You might think a community of "things called help didn't actually help me" would exist and it sort of does but it's absolutely minuscule. I've met a few others, and we all have such tiny capacity ourselves that mutual aid is a laughable concept. None of us have the capacity to help others when we're all in so distress every moment of every day ourselves.

Okay, the people say. Well, even if you don't have close social connections yet, can you find a way to enjoy the holidays yourself? You know, self-care! Self-love! Well, to start with, it's hard to self-love when you're broke. I haven't held down a full-time job in over three years. I'm overeducated and underemployed and anxiety prevents me from holding down most jobs. Career pivots are brutal and the career coaching industry never cops to how hard it actually is. And, have you noticed how many jobs are frustrating and awful, even for those who don't have trauma? I keep trying for a "good" job (very hard to find) and try to cut funds down wherever possible to support my inability to work.

Meanwhile, there's only so many days you can go for a mid-day walk with no friends and no money before it's not a fun thing anymore. At least for me. It's probably be more fun if was a choice and not the only thing on offer to do.


Also, remember the chronic anxiety I mentioned? That never goes away. I've had full blown panic attacks playing board games, attending wine and paint nights, and going for bike rides.I have anxiety attacks during most attempts at yoga sessions. I would describe myself as literally incapable of relaxation and it's the truth.

I could learn new skills but doing it wholly alone and unsupported is just another panic attack waiting to happen. Enjoyable skill-learning and hobby development is just not a feasible option while the anxiety persists. So, sorry well-wishers, but self-care is off the list too for now. As is rest.

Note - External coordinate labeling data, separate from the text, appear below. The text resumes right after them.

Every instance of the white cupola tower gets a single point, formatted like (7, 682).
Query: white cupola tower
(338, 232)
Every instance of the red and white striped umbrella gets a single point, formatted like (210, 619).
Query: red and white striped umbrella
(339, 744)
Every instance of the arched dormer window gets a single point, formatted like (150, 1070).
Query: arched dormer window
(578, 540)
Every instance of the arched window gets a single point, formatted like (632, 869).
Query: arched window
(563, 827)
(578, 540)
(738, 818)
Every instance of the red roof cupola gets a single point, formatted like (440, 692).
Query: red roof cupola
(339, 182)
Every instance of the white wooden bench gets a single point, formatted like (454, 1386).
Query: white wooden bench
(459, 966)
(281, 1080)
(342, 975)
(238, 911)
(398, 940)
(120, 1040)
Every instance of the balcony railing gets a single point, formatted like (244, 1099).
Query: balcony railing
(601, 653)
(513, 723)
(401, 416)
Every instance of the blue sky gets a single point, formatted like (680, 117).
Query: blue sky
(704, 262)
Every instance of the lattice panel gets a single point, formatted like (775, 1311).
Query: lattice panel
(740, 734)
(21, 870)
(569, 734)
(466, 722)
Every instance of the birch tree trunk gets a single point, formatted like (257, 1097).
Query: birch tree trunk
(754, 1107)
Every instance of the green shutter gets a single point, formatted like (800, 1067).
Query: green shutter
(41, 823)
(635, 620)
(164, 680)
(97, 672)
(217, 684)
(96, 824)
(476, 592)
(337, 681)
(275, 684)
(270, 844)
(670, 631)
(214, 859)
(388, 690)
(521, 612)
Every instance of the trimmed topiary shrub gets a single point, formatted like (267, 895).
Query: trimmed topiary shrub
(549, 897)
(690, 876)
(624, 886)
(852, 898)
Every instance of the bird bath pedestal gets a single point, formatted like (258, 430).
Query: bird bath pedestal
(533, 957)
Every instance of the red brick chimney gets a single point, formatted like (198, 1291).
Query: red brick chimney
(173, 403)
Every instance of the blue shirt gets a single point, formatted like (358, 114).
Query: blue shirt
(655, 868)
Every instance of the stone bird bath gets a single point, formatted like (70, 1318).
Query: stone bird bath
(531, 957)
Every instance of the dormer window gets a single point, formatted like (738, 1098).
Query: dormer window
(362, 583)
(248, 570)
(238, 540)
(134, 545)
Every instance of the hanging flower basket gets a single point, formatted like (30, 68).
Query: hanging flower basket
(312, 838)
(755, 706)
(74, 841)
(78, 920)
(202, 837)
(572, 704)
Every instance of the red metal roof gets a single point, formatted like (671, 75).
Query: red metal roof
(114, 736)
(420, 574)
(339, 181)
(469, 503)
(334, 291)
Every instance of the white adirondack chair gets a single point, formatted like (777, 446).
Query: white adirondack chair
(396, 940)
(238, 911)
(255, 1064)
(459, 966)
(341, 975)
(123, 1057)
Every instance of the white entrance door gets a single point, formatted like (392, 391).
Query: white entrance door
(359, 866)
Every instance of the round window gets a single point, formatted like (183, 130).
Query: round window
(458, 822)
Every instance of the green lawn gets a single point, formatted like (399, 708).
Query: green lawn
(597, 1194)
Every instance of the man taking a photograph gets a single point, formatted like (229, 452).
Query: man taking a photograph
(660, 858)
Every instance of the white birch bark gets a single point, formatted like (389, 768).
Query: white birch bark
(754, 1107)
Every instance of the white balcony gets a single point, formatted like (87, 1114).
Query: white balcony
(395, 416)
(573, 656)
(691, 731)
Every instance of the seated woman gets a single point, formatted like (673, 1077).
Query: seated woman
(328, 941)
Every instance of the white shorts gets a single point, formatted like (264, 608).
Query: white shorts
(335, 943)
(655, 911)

There is no such thing as true rest for me. There's mindless consumption of TV and internet content, but that's a sedation technique and nothing more. It's not enjoyment. That's also what most psych meds are as well - sedation to stop any feeling or real experience - not actual relief from primary causes (not that we need to kick that hornet's nest of a debate but worth mentioning).

I'm not bitter or mad at the holidays. People who have these things should be allowed to enjoy, celebrate, and be grateful for them. And this message isn't meant as a guilt trip.

What I do want, and still don't have, is acknowledgement that my experience is real. That I am unhelped because society refuses to help me. That professionals refuse to listen to my critiques and refuse to work with me on building systems that would help. Instead, they either insist that their items do work, or insist that someone else is responsible for me. They pass the buck to the next person, who passes the buck to the next person, and no-one admits that currently there is nowhere that exists that can actually work with and engage with me in a constructive manner. Effective help and assistance does not currently exist and no-one seems to want to acknowledge it

If the trauma-informed community wants to give me a holiday present, it would be this. I want opportunities for genuine and supported co-creation opportunities when it comes to developing knowledge about emotional distress and building services to help mitigate it. I know my experience better than you, and when I saying something not's working that deserves to be respected.

I shouldn't have ever had to fight this hard against the communities I live in for this ask. I'm still out here fighting. It's basically the only thing my waking hours are spent doing. There is no such thing as a holiday break in my world. Not yet. Maybe one day.

I hope you readers who do have even one of the holiday features above can enjoy it this and next week. If you don't, I see you and solidarity with your struggles. And I ask the trauma-informed community to consider making co-creation / co-production part of your professional New Year's resolution this coming year.

I don't need your pity. I don't need your sympathy. I need to be given resources and empowerment to direct and build the things that would actually help. It's really just that simple.